Per il nostro spazio decicato ai libri e la musica, arriva “Il giorno della civetta” di Leonardo Sciascia

Per il nostro spazio decicato ai libri e la musica, arriva “Il giorno della civetta” di Leonardo Sciascia

Nel 1961 Leonardo Sciascia (Racalmuto 1921- Palermo 1989) pubblica “Il giorno della civetta”, ispirato alla vicenda del sindacalista comunista Accursio Miraglia, ucciso nel 1947 dalla mafia a Sciacca.

Al capitano dei carabinieri Bellodi, emiliano di Parma ma di stanza in un paesino della Sicilia, viene affidata l’indagine sull’omicidio di Salvatore Colasberna, presidente di un’impresa edilizia, ucciso mentre saliva sull’autobus. Sul luogo del delitto il comandante non riesce ad interrogare nessuno perché sembrano tutti spariti e, chi c’è, finge di non essersi accorto dell’omicidio. Dopo ore di interrogatorio, un venditore di “panelle” si ricorda di aver sentito degli spari; nel frattempo a Roma, un uomo politico chiede ad un membro del proprio partito di far trasferire Bellodi affinché non faccia luce su quello che qui si capisce essere un omicidio mafioso. Grazie ad un proprio informatore, Bellodi conosce i nomi del mandante e dell’omicida e li interroga insieme al padrino don Mariano Arena ma l’interrogatorio non porta a nulla. Parlando con il capitano, don Mariano pronuncia il discorso che introduce per la prima volta il termine “quaquaraquà”; infatti dice: “Io ho una certa pratica del mondo; e quella che diciamo l’umanità, e ci riempiamo la bocca a dire umanità, bella parola piena di vento, la divido in cinque categorie: gli uomini, i mezz’uomini, gli ominicchi, i (con rispetto parlando) pigliainculo e i quaquaraquà… Pochissimi gli uomini; i mezz’uomini pochi, che mi contenterei l’umanità si fermasse ai mezz’uomini… E invece no, scende ancora più giù, agli ominicchi: che sono come i bambini che si credono grandi, scimmie che fanno le stesse mosse dei grandi… E ancora più in giù: i pigliainculo, che vanno diventando un esercito… E infine i quaquaraquà: che dovrebbero vivere con le anatre nelle pozzanghere che la loro vita non ha più senso e più espressione di quella delle anatre… Lei, anche se mi inchioderà su queste carte come un Cristo, lei è un uomo…”.
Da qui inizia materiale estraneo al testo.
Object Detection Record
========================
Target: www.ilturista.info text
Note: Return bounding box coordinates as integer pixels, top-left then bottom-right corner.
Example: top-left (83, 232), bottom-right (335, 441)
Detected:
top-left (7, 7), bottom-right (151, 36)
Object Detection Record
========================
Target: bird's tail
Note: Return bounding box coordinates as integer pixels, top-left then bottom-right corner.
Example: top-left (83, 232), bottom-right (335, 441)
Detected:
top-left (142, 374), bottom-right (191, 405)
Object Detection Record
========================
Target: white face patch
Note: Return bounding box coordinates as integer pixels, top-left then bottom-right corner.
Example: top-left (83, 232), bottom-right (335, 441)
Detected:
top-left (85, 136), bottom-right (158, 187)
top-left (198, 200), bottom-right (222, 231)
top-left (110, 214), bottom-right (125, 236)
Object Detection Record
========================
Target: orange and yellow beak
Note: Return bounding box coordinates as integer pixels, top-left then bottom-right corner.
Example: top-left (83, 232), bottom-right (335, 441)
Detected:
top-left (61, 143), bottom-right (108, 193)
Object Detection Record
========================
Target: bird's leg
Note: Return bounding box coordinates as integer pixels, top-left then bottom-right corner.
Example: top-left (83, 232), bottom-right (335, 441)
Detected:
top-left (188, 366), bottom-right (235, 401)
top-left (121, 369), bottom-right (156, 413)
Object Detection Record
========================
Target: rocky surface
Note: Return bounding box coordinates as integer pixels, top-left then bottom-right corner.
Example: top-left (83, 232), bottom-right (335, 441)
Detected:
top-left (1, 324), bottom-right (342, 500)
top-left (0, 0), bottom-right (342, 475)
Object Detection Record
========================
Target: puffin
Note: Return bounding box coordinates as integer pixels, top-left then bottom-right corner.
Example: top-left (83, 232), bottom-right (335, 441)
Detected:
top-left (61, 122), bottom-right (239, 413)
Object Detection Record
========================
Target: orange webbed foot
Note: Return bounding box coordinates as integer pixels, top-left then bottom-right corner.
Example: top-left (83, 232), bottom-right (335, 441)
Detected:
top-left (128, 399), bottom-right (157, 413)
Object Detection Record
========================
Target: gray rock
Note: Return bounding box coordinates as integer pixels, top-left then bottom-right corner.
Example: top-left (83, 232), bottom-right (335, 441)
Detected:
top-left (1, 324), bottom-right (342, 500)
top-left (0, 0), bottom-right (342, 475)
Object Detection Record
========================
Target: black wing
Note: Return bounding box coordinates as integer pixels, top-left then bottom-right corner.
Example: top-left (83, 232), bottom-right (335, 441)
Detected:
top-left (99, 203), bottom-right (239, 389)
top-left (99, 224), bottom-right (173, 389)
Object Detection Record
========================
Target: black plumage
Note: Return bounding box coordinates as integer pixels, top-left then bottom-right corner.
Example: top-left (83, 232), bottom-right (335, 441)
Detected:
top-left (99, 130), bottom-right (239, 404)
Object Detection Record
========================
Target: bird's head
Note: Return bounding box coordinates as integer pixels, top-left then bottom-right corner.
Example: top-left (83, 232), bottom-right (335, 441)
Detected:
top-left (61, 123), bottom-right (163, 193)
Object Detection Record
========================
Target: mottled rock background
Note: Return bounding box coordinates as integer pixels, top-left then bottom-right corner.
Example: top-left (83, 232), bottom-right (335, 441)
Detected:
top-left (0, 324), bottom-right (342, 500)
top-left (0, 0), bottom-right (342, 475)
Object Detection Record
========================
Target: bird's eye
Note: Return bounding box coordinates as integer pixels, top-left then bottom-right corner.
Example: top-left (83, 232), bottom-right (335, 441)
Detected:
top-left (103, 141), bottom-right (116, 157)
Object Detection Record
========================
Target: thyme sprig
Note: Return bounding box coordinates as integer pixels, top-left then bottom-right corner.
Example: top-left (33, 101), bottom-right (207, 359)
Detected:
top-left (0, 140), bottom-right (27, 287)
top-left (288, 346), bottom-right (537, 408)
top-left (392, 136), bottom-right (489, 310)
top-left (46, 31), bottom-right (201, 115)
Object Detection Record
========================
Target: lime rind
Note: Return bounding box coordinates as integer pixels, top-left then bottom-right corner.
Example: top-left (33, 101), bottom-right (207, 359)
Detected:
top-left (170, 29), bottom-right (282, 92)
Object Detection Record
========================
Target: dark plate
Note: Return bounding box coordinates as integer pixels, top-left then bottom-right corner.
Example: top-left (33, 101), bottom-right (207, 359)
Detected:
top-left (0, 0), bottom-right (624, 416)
Mentre il capitano Bellodi è a Parma in licenza, viene a sapere che le accuse da egli fatte sono state smontate e gli indagati scagionati grazie ad un alibi di ferro costruito da influenti personaggi politici. A quel punto, il capitano si rende conto che “in Sicilia le nevicate sono rare”, ma, nonostante tutto, egli ama quella terra e ci tornerà, a costo di rompersi la testa!

Il romanzo si chiude senza dare una risoluzione al caso e facendo comprendere che è difficile far trionfare la giustizia in luoghi in cui omertà e corruzione dominano (“…perché il mestiere di servire la legge della Repubblica e di farla rispettare, diventava ogni giorno più difficile”). Bellodi stesso infatti ammette che “è inutile tentare di incastrare nel penale un uomo come costui: non ci saranno mai prove sufficienti, il silenzio degli onesti e dei disonesti lo proteggerà sempre. Ed è inutile, oltre che pericoloso, vagheggiare una sospensione di diritti costituzionali.”

Nel 1961 il romanzo fece scalpore e ricevette molte critiche a causa degli argomenti trattati. Se uscisse oggi, molto probabilmente, sarebbe soltanto un altro romanzo sull’omertà dei siciliani e sui rapporti Stato-mafia…nulla di sconvolgente, dopotutto!